As Japan Goes All Out To Improve Ties With Beijing, India Fades Into Background
An Indo-Japanese automobile manufacturing plant in India
While India has been emphasising that the improvement in ties between China and Japan will not have a negative impact on its relationship with the latter, recent trends in trade and investments indicate otherwise.
Japanese Prime Minister Shinzo Abe has asked Chinese President Xi Jinping to visit Japan twice this year as Tokyo seeks to further improve relations with Beijing through a series of top-level meetings, diplomatic sources told The Japan Times on Monday. If Xi does visit Japan twice this year, he will become the first Chinese president to do so since Hu Jintao in 2008.
In October 2018, India's External Affairs Ministry expressed confidence that the improvement in ties between China and Japan would not have a negative bearing on its relation with Tokyo.
But some foreign policy observers are of the view that the growing camaraderie between Japan and China is a clear indication of trouble in India's proposed collaboration with Japan on infrastructure projects, especially in African nations.
India and Japan decided to come together to take advantage of the growing scepticism over China's Belt and Road Initiative (BRI) and the associated heavy debt loads taken on by countries such as Angola, the Republic of Congo and Ethiopia.
According to figures published on 14 November by Moody's Investors Service, annual Chinese lending to sub-Saharan governments is now more than $10 billion as compared with less than $1 billion in 2001.
"In 2017, India and Japan together announced the Asia-Africa Economic Growth Corridor (AAEGC), to extend joint infrastructure funding to Asian and African countries. However, in June 2018, Japanese Prime Minister Abe reversed course to offer to work with China in third countries to develop infrastructure. Fifty such collaboration projects were announced during his visit to China in October 2018, including a rail project in Thailand. AAEGC has receded into the background. Japan is now on board the BRI," notes Shyam Sharan, a former foreign secretary and current senior fellow at the Centre for Policy Research.

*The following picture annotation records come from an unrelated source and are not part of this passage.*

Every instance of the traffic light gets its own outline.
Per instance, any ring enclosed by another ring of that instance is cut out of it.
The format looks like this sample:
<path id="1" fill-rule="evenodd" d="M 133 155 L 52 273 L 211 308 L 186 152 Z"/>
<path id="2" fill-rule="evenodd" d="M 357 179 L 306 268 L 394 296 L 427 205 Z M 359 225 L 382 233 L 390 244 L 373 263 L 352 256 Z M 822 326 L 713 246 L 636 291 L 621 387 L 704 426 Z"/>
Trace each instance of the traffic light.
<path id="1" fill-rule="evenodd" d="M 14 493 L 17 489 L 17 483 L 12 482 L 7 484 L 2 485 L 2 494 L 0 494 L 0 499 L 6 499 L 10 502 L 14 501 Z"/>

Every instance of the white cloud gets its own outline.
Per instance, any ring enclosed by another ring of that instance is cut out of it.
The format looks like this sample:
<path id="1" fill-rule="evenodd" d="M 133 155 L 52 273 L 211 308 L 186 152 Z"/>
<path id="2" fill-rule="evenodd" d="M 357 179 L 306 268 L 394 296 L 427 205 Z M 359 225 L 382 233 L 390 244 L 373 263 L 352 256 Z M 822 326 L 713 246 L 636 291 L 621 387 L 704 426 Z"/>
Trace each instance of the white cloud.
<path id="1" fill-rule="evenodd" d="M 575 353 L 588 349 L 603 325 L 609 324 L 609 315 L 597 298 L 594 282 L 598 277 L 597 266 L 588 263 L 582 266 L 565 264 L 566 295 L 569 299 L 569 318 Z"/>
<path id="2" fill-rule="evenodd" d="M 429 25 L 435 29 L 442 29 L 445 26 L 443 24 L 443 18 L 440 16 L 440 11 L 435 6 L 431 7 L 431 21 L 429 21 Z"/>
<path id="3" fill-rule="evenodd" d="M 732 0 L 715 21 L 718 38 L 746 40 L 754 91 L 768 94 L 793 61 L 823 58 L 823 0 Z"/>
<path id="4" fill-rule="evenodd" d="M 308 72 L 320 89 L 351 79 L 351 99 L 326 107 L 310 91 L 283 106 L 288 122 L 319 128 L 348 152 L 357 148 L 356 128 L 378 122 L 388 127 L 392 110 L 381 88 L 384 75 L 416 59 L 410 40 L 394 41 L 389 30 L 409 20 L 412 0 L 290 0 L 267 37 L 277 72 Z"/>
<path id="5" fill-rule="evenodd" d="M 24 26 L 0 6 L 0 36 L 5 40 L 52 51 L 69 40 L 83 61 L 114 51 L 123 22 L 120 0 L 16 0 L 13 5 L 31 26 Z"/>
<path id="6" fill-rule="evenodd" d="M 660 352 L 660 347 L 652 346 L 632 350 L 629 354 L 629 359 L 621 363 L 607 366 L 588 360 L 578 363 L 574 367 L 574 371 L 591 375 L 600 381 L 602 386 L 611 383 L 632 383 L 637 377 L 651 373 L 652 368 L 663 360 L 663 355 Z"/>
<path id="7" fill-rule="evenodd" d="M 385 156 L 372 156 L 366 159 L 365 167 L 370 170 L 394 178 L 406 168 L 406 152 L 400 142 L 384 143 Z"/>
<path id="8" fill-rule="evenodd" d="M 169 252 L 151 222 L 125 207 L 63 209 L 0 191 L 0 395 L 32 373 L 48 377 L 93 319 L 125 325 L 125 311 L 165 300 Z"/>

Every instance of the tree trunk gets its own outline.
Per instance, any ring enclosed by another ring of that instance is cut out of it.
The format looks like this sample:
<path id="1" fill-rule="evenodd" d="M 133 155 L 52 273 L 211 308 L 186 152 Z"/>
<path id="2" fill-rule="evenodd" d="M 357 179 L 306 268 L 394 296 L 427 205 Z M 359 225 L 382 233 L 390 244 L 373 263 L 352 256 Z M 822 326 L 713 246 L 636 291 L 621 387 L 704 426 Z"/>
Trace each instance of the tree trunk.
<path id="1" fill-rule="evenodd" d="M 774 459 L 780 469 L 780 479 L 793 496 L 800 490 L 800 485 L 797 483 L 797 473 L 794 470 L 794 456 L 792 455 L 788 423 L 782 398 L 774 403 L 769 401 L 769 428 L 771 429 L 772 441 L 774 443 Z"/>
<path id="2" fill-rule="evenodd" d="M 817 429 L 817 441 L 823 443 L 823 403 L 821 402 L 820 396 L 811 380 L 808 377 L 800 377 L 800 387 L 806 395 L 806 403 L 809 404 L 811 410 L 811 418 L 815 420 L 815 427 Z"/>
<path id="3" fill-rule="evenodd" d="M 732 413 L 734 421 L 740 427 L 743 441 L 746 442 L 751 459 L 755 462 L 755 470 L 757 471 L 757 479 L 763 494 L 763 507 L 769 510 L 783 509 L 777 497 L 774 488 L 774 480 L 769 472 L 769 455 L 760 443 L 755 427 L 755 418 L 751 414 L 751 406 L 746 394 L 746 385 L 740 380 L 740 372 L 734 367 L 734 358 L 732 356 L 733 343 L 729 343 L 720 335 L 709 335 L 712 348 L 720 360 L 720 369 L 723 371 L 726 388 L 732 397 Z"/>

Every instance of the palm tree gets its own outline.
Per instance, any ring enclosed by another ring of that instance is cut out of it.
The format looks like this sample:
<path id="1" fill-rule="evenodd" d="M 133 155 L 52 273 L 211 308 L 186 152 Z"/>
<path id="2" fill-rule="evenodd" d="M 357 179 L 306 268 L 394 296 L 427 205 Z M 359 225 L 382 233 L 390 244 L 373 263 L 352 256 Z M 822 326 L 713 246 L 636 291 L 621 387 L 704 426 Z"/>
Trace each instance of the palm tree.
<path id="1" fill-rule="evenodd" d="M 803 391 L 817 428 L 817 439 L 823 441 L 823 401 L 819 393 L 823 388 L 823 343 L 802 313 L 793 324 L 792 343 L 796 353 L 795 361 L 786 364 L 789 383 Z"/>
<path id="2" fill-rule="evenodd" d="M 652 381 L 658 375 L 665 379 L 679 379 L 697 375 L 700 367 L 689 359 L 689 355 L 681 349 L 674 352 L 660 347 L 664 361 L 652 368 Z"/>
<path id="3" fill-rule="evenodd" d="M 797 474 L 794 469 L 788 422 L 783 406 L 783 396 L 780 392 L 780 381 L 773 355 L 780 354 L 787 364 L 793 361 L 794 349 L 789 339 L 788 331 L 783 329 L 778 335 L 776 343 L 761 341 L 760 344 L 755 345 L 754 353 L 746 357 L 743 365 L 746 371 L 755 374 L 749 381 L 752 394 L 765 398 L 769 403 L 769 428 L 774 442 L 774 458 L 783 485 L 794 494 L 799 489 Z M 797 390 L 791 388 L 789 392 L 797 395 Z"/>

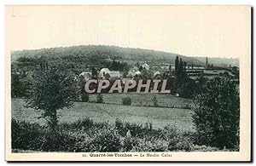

India's ambitions in Africa and beyond may further erode with the renewed focus of Japanese firms on China. Japanese companies have bestowed a lot of confidence in the "China 2025" vision, as it offers them a bundle of opportunities in sectors like artificial intelligence, electric vehicles and quantum computing. On the other hand, India's tax and investment environment poses some concerns to Japanese firms, according to the Joint Report of the India-Japan Business Leaders Forum 2018.
"While Japanese FDI into India has increased significantly from about $85 million in 2006-07 to $4.7 billion in 2016-17, the anticipated surge in Japanese FDI has not materialised… With China once again emerging as an attractive destination for Japanese investment, India may be pushed to margins," Shyam Sharan added.
Going by the data published by India's Ministry of External Affairs, Japan's direct investment in India 2017-18 dropped to $1.6 billion.
To add to India's worry, the latest survey of Japanese manufacturing companies, conducted by the Japan Bank for International Cooperation (JBIC) in 2018, concluded that China has replaced India at the top of the list of most promising countries/regions for overseas business over the medium term.
China took first place on the list for the first time in five years. Its percentage share rose 3.7 points from the previous year to 45.7 per cent. Over 90 percent of companies that named China as a promising country said that it is promising in terms of sales, adding that they have high expectations regarding China as a huge market. India, which came in first place for the third consecutive year until last year, fell to second place this year.